To a degree, he experienced providing this sense of empowerment
in private practice. But the extreme value of his profession
kicked in when he began charitable dentistry - even if it
was initially by accident.
And his passion just got bigger and bigger. The ongoing
work he did in Nepal garnered national attention and soon he
was recruited to begin spreading these charitable dental services
to various other countries. "I got to the point where I was getting
calls to go on these trips more than I could afford to out of
my own pocket," he says.
This obstacle propelled Dr. Shinn to enter the world of nonprofit
work, an avenue that allowed (and still allows) him and
many other dentists the opportunity to volunteer their skills
internationally and experience the same kind of deeply fulfilling
and life-transforming experiences Dr. Shinn experienced that
first trip abroad.
He founded Smile Power in 1998 to help establish funding,
but left in 2007 to live and work in Uganda. Today, he is presdent of For World Wide Smiles, a nonprofit that creates partnerships
in order to improve and sustain dental health and
build bridges of friendship around the world. Shinn thinks
everyone has an inborn urge to give back but don't always
know where to start, so he actively tries to procure new volunteers
to go on charitable trips.
"I know it's going to change their lives for the better,"

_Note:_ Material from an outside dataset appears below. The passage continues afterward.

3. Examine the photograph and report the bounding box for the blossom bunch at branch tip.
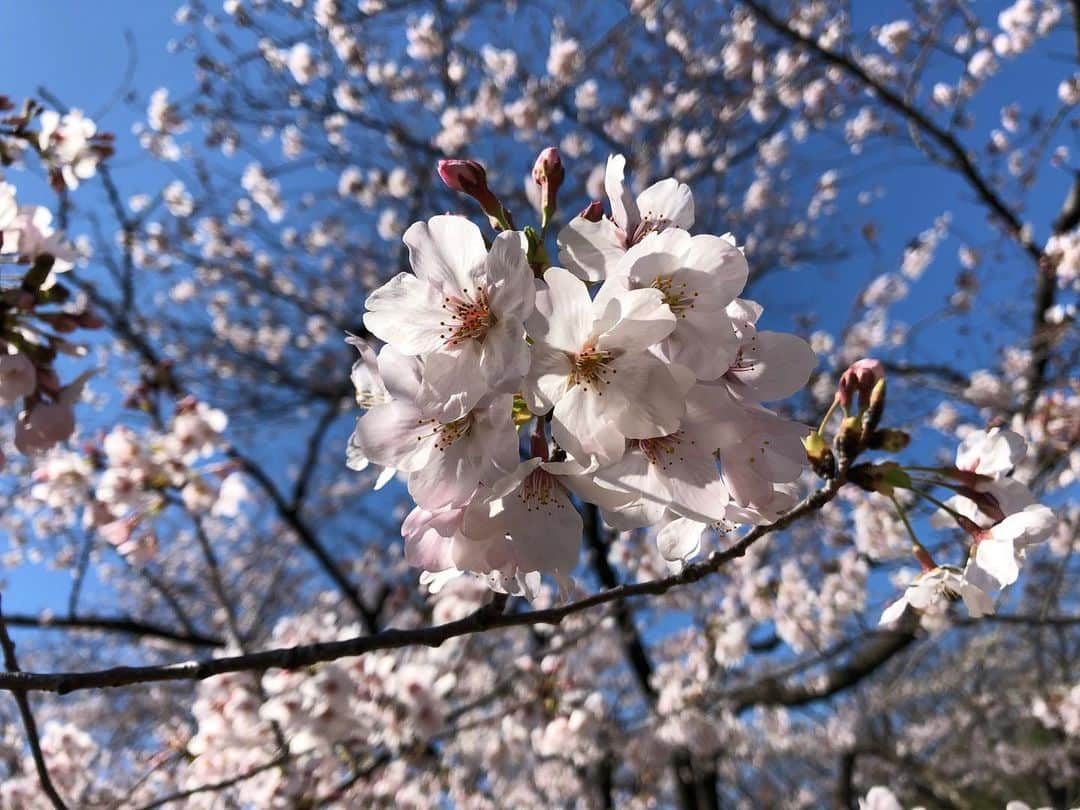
[348,148,816,595]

he says. "I'm not saying you have to dedicate your life and
do only that, but at least go once and see what it's like and
then you can decide how to change your life if you want to,
or don't want to."
Humanitarian of the Year
After many years of giving and motivating others to
give, it really shouldn't be surprising that Dr. Shinn
received the 2013 Humanitarian of the Year Award from
the American Dental Association. But of course, to a man
of humility, it was surprising.
"I was just totally shocked," he says. "Literally. It wasn't
anything I was thinking about. It just came totally out of the
blue. I just couldn't believe it. Is this a dream? I sat there for a
minute or two in tears. For me it just says that whatever we've
been doing, somebody has taken notice... it just makes you
feel really humble."
Dr. Shinn might not have made it to Mount Everest's
summit to plant a U.S. flag as his childhood neighbor Jim
Whittaker had done decades earlier, but stemming from his
time climbing big mountains, he has undoubtedly conquered
the philanthropy summit.
Prior to his first trip to Nepal, he knew in his gut there
was "something more" to life than what he had experienced
up until then. His answer came in the form of the
unexpected, as epiphanies typically do. And the answer
was giving back.
"When you work for money, you get to have all the things
that money can buy," he says. "When you give unconditionally,
you get to have all the things that money can't buy."